As a veteran user of descriptors and member-with-voting-rights of the Vulkan Descriptor Bloggers Consortium, nothing described above poses the slightest challenge. The hard part of SSO handling is the actual pipeline management. Because all the precompiles are done per-shader in threads, there’s no reusable objects for caching with shader variants, nor is there a way to compile such variants asynchronously anyway. These shaders can have exactly one variant, the default, and anything else is not possible.

After a number of iterations on the concept, I settled on having a union in the zink_gfx_program struct which omits all of the mechanics for managing shader variants. The “separable” zink_gfx_program object functions like this:

app binds SSO program
create separable zink_gfx_program stub when possible
trigger async creation of real zink_gfx_program
draw with separable zink_gfx_program stub
when real zink_gfx_program is ready, replace separable object with real object

In this way, the precompiled SSO shaders can be fast-linked like a regular pipeline to avoid hitching, and the bespoke descriptor update path will be taken using more or less the same mechanics as the normal path to guarantee matching performance. Any non-shader-variant pipeline state changes can be handled without any new code, and everything “just works”.
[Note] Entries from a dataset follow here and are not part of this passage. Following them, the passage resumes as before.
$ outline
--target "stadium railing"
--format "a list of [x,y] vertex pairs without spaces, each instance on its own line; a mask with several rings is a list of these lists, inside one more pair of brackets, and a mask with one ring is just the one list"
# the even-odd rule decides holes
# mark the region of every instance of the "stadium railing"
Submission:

I Lied, This Is The Real Tricky Part

Especially clever experts have been reading up until this point with six or seven eyebrows raised with the following thought in mind.

Doesn’t Tomb Raider (2013) use tessellation shaders?

Why yes. Yes, Tomb Raider (2013) does use tessellation shaders, and yes, it does only use them for drawing hair effects.

No, GPL cannot do separate pipeline libraries for tessellation shaders. Or geometry shaders, for that matter.

What Does This Mean?

What it doesn’t mean is that I’ve fixed hitching for Tomb Raider (2013).

At present, it’s not possible to fix this using Vulkan. There is simply no way to precompile separate tessellation shaders, and so I again will say that the use of SSO is why the fps is bad.

But the above-described handling does eliminate hitching caused by simple instances of SSO, which mitigates some of the hitching in Tomb Raider (2013). I’m not aware of other games that use this functionality, but if there are any, hopefully they don’t use tessellation and are smoothed out by this MR*.
* Note: ZINK_DESCRIPTORS=db is currently required to enable this functionality

Gaming on Zink: We’re getting there.

Bonus Content

Notable RADV developer and pixel enthusiast Samuel Pitoiset doesn’t blog, but he’s just put up a MR that enables non-GPL pipeline caching with RADV_PERFTEST=gpl.

Test it and report back.

Written on February 8, 2023